都昌名菜:爆肉,此文看着看着...让人忍不住吞口水_苏山_味道_豆豉

爆肉大概从猪肉诞生之初,就已经存在于苏山人的饭桌。 光是观其色,就足以食指大动。 再闻其香,立刻魄荡魂消。 未加酱油的爆肉,呈现出金黄之色,味道纯粹,将猪肉烈火烹油的酥香完全释放出来。这是老人和孩子最喜爱的口味。当然,也足以将爆肉的特点释放

爆肉大概从猪肉诞生之初,就已经存在于苏山人的饭桌。

光是观其色,就足以食指大动。

再闻其香,立刻魄荡魂消。

未加酱油的爆肉,呈现出金黄之色,味道纯粹,将猪肉烈火烹油的酥香完全释放出来。这是老人和孩子最喜爱的口味。当然,也足以将爆肉的特点释放出来。

加了老抽的爆肉,又是另一种成色,外观红润,带着一种深沉的红色。味道也更加厚重。加酱油的妙处是,本来就是美女,化了妆,就更显媚态。

爆肉的制作工艺极其简单,内里却藏着天地。若你无法读懂爆肉,意味着你将无法看透世界。

这也非常考验每一位主妇的手艺。每个家庭有每个家庭的做法,但出来的味道只有一种。如果你去哪家做客,如果爆肉失败,意味着这位家厨,将是一位失败的家厨。以肉见人,人生,也将充满遗憾。即使桌上其他菜肴再味美,也不足以掩盖其爆肉失败的罪行。

制作爆肉的工序可以说是殊途同归。有些人习惯先煮透,再爆。有些人会先爆,再煮。这都不是关键,就像老猿挂印回首望,关隘不在挂印,在回首。

而爆肉之所以为爆肉,是因为它的关隘就在爆字诀。

字虽简单粗暴,却无经验不行,无耐心不可,无智慧不能。爆极其讲究火候,与时间。火候大,肉老。火候小,油未出会腻。时间长肉硬,时间短,肉不香。

这就好比猎人打猎,是时间与经验的艺术,智慧与手段的较量。缺一不可。

说到制作工艺,就不能不提食材的选取。最好是正宗的苏山土猪肉,吃剩菜糟糠,卧猪粪稻杆长大的。部位五花肉最佳,前腿夹将肥次之。

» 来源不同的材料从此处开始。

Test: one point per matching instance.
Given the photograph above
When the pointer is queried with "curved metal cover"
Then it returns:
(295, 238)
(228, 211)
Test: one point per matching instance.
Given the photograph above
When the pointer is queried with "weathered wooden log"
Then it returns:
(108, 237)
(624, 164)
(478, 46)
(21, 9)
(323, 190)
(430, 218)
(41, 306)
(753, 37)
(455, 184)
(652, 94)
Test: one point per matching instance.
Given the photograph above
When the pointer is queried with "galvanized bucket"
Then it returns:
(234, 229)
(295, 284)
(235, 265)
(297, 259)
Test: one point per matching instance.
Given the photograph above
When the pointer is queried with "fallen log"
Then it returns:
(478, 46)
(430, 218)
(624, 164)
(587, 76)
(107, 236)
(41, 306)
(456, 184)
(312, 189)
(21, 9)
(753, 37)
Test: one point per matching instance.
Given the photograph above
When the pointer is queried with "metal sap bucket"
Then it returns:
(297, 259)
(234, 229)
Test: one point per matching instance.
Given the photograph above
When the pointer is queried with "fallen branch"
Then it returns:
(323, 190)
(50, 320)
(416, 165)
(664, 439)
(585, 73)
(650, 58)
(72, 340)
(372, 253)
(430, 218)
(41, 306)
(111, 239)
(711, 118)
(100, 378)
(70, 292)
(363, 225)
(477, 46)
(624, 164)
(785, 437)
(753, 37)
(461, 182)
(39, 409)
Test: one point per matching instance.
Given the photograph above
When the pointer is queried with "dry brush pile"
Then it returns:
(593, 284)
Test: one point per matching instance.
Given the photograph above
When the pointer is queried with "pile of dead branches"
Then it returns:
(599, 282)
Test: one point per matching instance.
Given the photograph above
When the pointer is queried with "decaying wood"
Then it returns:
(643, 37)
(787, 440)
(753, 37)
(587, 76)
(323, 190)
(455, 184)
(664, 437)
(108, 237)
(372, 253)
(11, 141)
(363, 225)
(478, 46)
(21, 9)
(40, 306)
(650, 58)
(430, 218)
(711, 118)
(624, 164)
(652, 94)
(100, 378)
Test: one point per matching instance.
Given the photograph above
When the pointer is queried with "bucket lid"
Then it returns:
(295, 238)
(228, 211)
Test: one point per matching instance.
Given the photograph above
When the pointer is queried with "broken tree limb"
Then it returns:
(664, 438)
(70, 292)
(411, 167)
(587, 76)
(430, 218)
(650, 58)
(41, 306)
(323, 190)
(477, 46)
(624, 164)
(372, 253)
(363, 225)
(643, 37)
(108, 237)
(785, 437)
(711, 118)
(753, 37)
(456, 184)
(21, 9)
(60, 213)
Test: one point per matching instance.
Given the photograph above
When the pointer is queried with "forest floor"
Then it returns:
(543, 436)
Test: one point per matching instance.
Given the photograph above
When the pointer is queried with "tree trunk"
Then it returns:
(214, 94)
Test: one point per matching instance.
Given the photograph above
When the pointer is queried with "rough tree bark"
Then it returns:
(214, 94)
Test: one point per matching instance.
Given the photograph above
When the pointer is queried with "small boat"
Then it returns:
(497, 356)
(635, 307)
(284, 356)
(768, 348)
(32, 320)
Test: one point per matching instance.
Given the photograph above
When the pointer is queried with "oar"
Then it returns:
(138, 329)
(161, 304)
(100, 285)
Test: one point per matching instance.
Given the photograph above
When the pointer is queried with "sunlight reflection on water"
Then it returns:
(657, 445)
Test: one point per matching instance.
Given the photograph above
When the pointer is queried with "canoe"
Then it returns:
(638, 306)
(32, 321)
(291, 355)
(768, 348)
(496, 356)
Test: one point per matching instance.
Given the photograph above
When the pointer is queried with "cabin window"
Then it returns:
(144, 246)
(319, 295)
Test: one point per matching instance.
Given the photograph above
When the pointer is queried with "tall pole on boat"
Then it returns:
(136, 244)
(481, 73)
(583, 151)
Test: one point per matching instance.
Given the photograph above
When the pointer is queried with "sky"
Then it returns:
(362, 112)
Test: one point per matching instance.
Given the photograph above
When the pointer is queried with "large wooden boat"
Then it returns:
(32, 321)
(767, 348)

除了肉以外,最重要的,是苏山土长的黑豆,做成的苏山豆豉。这种豆豉,外观碎而瘪,却十里春风十里香。香气是浓郁而厚重的。闻一鼻,就立刻有一种负醉感。吃起来,甜中带涩,涩中带香,香中带苦,苦中有鲜,这是正宗的苏山豆豉。

缺少苏山豆豉的爆肉,等于失去了灵魂。你只需吃一口,就完全可以品尝出,这碗爆肉,有无苏山豆豉,若无,速弃。

因为没放苏山豆豉,等于做这道菜的人,完全没有给这道菜应有的尊重。你当然也不必客气应付。

豆豉的功能不仅是给食物加了灵魂,更有代替酱油的作用。因为它足够鲜。这就是苏山豆豉的魅力。

还有一个,也是灵魂级的人物,苏山蒜苗。斩碎,起锅后,点缀其间,立刻给这碗黑乎乎的物什,辅以了化腐朽为神奇的力量。这就不单单是爆肉了,直接上升为一件观赏性极强的艺术品。就好比空谷幽兰,丛中野瑰。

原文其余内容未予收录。